A crack that could create an iceberg the size of Delaware — and destabilize one of the largest ice shelves in the Antarctic — has branched out and begun to widen more quickly, scientists say...
Located on the Larsen C ice shelf, the fourth largest in Antarctica, the new crack is an offshoot of a rupture that gained notice after growing dramatically in 2014. Last year the main crack was forecast to cause the separation of a 1,900-square-mile iceberg within years.
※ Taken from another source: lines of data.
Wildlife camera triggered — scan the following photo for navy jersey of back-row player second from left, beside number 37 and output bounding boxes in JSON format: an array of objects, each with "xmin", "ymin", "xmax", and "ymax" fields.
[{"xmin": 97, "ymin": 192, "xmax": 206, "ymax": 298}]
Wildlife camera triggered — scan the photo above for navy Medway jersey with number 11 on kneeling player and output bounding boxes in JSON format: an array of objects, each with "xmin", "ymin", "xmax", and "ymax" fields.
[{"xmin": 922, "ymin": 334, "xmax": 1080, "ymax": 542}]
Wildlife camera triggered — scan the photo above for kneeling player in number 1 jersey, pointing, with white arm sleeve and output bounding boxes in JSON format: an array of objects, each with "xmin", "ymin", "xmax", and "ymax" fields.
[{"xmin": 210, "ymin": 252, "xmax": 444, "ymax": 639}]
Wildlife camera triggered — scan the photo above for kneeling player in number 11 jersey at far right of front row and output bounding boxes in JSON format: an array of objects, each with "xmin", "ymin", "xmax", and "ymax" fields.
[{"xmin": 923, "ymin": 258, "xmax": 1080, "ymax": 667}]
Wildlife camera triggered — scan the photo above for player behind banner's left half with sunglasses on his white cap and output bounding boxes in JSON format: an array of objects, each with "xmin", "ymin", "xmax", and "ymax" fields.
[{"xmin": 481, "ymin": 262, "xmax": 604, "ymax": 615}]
The new fissure has turned toward the shelf’s ocean edge, potentially speeding up the iceberg’s process of breaking off.
It’s taking basically a sharp hook toward the calving front.
Dan McGrath, a geophysicist with the U.S. Geological Survey and a project partner with UK-based monitoring group Project Midas, which reported on the new crack on Monday
McGrath, who has studied the shelf extensively, said the combination of the new crack and the faster widening could point to an imminent separation of the berg, even as soon as this summer. The loss of so much ice would shrink the shelf by about 10 percent, leaving it with the smallest area ever recorded. It’s reasonable to link the event and the shrinking ice shelves in Antarctica to global warming, said Richard Alley, a glaciologist at Penn State University who is not connected with the project. An overwhelming majority of scientists say human activity — including the burning of oil, gas and coal — is the main driver of rising global temperatures.